- Diocese: Diocese of Durham
- In office: 2006–2019 (ret.)
- Predecessor: Stephen Conway
- Other post: Archdeacon of Auckland (2001–2006)

Orders
- Ordination: 1982 (deacon) 1983 (priest) by Mark Santer (deacon) Graham Leonard (priest)

Personal details
- Born: 17 April 1955 (age 71) Yorkshire, United Kingdom
- Denomination: Anglicanism
- Education: Huddersfield New College
- Alma mater: King's College, Cambridge Cranmer Hall, Durham St John's College, Durham

= Ian Jagger =

British Anglican priest (born 1955)

Ian Jagger (born 17 April 1955) is a retired British Anglican priest. From 2006 until retirement, he served as the archdeacon of Durham, a senior priest in the Diocese of Durham, Church of England. After parish ministry in the Diocese of London, the Diocese of Oxford, and the Diocese of Portsmouth, he was Archdeacon of Auckland from 2001 to 2006.

==Early life and education==
Jagger was born on 17 April 1955 in Yorkshire, United Kingdom. He was educated at Huddersfield New College, then an all-boys grammar school in Huddersfield, West Yorkshire. He studied at King's College, Cambridge, and graduated with a Bachelor of Arts (BA) degree in 1977; as per tradition, his BA was promoted to a Master of Arts (MA (Cantab)) degree in 1981.

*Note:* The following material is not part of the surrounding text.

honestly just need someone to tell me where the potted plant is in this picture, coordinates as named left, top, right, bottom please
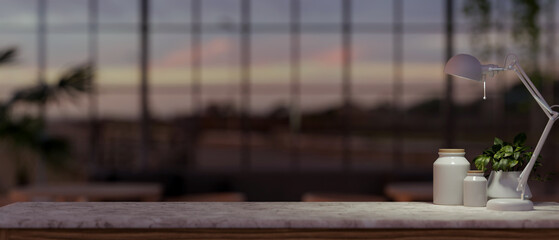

In 1978, Jagger entered Cranmer Hall, Durham, an Anglican theological in the Open Evangelical tradition, to train for ordained ministry. During this time, he also studied theology at St John's College, Durham, and graduated with a BA degree from the University of Durham in 1980. He left Cranmer Hall in 1982 to be ordained in the Church of England.

==Ordained ministry==
Jagger was ordained in the Church of England: he was ordained a deacon on Michaelmas Day (29 September 1982) at St Mary's Church, Twickenham (his title church) by Mark Santer, Bishop of Kensington, and ordained a priest at Petertide (26 June) 1983 at St Paul's Cathedral by Graham Leonard, Bishop of London. After a curacy at Twickenham, he was Team Vicar at Willen from 1985 to 1994. He was Team Rector of Fareham from 1994 to 1998, and Rural Dean of Fareham from 1996 to 1998. He was a Canon Residentiary of Portsmouth Cathedral from 1998 to 2001.

In 2001, Jagger moved to the Diocese of Durham to take up the appointment of Archdeacon of Auckland; he was collated to that post on 7 October 2001 at Durham Cathedral. In 2006, he became Archdeacon of Durham; he was collated to that post and installed as a Canon Residentiary on 30 November 2006 at Durham Cathedral. Jagger retired on 17 April 2019.